The aim of the handbook is not only to examine the changes and continuities in the religious and religious development of Slovakia. It will also be asked about the relationship between state and religious communities as well as the role of religion and churches in an overall societal context. The relationship between religion and nation, and the interaction between religion and state, set two thematic priorities that should be considered throughout the twentieth century.

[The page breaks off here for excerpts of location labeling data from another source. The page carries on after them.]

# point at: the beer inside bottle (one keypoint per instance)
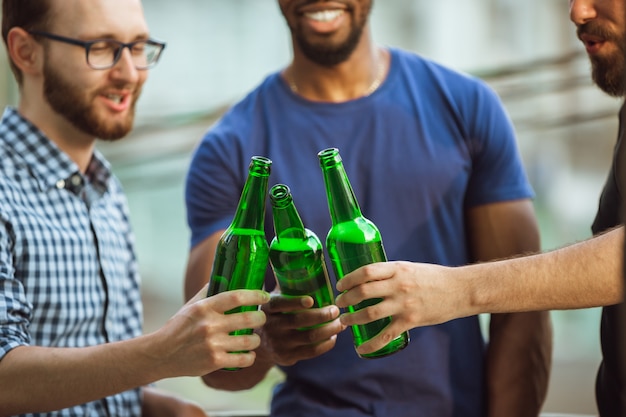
(242, 253)
(354, 241)
(243, 268)
(296, 253)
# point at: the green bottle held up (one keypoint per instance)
(296, 253)
(353, 241)
(242, 252)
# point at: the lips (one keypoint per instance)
(117, 100)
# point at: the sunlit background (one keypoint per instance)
(218, 50)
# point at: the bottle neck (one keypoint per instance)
(342, 203)
(251, 209)
(287, 221)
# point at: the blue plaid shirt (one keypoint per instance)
(68, 271)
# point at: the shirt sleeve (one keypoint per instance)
(213, 185)
(15, 310)
(497, 173)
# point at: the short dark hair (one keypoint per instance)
(27, 14)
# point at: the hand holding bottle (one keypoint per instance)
(412, 295)
(199, 338)
(294, 331)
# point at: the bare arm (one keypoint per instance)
(194, 342)
(514, 387)
(582, 275)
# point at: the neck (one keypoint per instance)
(359, 76)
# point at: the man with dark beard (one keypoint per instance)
(70, 305)
(586, 274)
(432, 158)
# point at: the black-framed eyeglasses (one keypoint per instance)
(105, 53)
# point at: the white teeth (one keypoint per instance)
(114, 97)
(325, 15)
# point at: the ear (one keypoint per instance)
(24, 51)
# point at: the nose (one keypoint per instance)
(582, 11)
(125, 69)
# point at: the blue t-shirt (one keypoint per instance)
(419, 151)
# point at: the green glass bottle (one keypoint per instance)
(242, 253)
(353, 241)
(296, 253)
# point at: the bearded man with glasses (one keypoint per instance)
(70, 305)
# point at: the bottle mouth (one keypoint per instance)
(329, 157)
(260, 165)
(280, 195)
(261, 160)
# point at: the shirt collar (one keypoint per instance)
(46, 162)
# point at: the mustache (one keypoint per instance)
(595, 29)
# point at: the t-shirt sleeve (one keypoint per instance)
(213, 186)
(15, 310)
(497, 170)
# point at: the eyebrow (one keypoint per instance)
(141, 36)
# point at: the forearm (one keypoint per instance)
(44, 379)
(586, 274)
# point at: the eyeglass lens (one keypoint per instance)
(104, 54)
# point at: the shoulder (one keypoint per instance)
(435, 74)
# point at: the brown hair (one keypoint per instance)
(27, 14)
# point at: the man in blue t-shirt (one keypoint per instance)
(433, 162)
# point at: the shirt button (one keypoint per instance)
(76, 180)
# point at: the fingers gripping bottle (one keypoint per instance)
(353, 241)
(242, 253)
(296, 253)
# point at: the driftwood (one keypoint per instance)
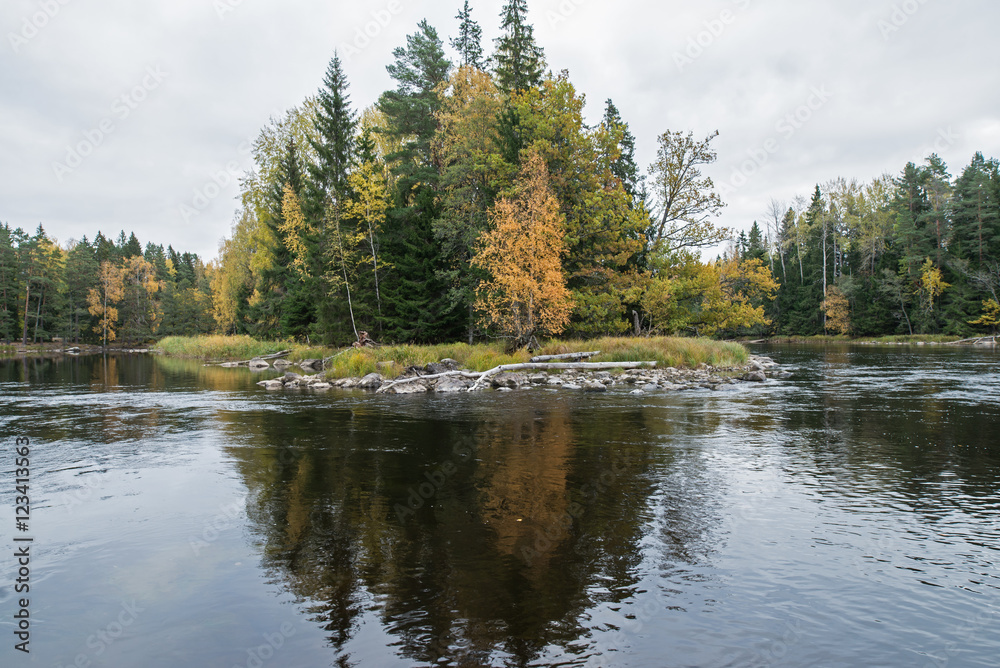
(579, 366)
(973, 341)
(567, 356)
(402, 381)
(283, 353)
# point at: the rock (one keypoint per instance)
(272, 384)
(415, 387)
(511, 381)
(373, 381)
(444, 366)
(451, 384)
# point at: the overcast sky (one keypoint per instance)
(118, 114)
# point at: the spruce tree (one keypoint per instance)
(469, 41)
(624, 167)
(335, 125)
(413, 295)
(518, 61)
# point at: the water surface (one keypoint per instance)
(184, 517)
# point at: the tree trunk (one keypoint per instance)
(27, 296)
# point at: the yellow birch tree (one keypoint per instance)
(100, 300)
(526, 293)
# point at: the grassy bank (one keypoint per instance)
(390, 361)
(235, 348)
(905, 338)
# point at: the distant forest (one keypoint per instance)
(474, 201)
(99, 291)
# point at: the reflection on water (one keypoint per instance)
(847, 516)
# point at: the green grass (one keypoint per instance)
(916, 338)
(391, 361)
(905, 338)
(235, 348)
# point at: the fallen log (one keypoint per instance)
(465, 374)
(567, 356)
(283, 353)
(575, 366)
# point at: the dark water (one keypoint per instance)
(183, 517)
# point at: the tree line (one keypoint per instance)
(99, 291)
(918, 253)
(473, 200)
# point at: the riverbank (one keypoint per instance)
(904, 339)
(392, 361)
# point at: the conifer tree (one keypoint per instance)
(469, 41)
(335, 127)
(518, 61)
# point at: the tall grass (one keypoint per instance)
(391, 361)
(234, 348)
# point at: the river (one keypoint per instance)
(183, 517)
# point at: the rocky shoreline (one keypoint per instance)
(446, 377)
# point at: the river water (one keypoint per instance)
(183, 517)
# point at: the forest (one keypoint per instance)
(474, 201)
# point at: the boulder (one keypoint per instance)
(372, 381)
(272, 384)
(508, 380)
(444, 366)
(416, 387)
(451, 384)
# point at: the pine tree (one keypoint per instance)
(334, 147)
(413, 295)
(623, 167)
(518, 61)
(9, 283)
(469, 41)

Prof. Dr. Klaus Buchenau, professor for Southeast and East European History at the University of Regensburg, presented at the workshop a paper about the relationship between the Croatian Ustascha and the Catholic Church. In both cases, there was a clear ideological intersection between the regime and the Catholic Church. This topic is highly relevant, not least against the background of contemporary Serbian nationalism, which strongly opposes the Catholic Church and Croatian war crimes. In connection with the numerous confessional traditions addressed by Buchenau, Prof. Dr. Martin Schulze Wessel emphasized Slovakia's view as a spatially constructed religious landscape and stressed that such an account could effectively illustrate the role of individual national groups.

The workshop not only provided many ideas for working on the articles but it also highlighted the importance of a non-denominational, transnational perspective, which places its analytical levels beyond classical church historiography, for the success of the project.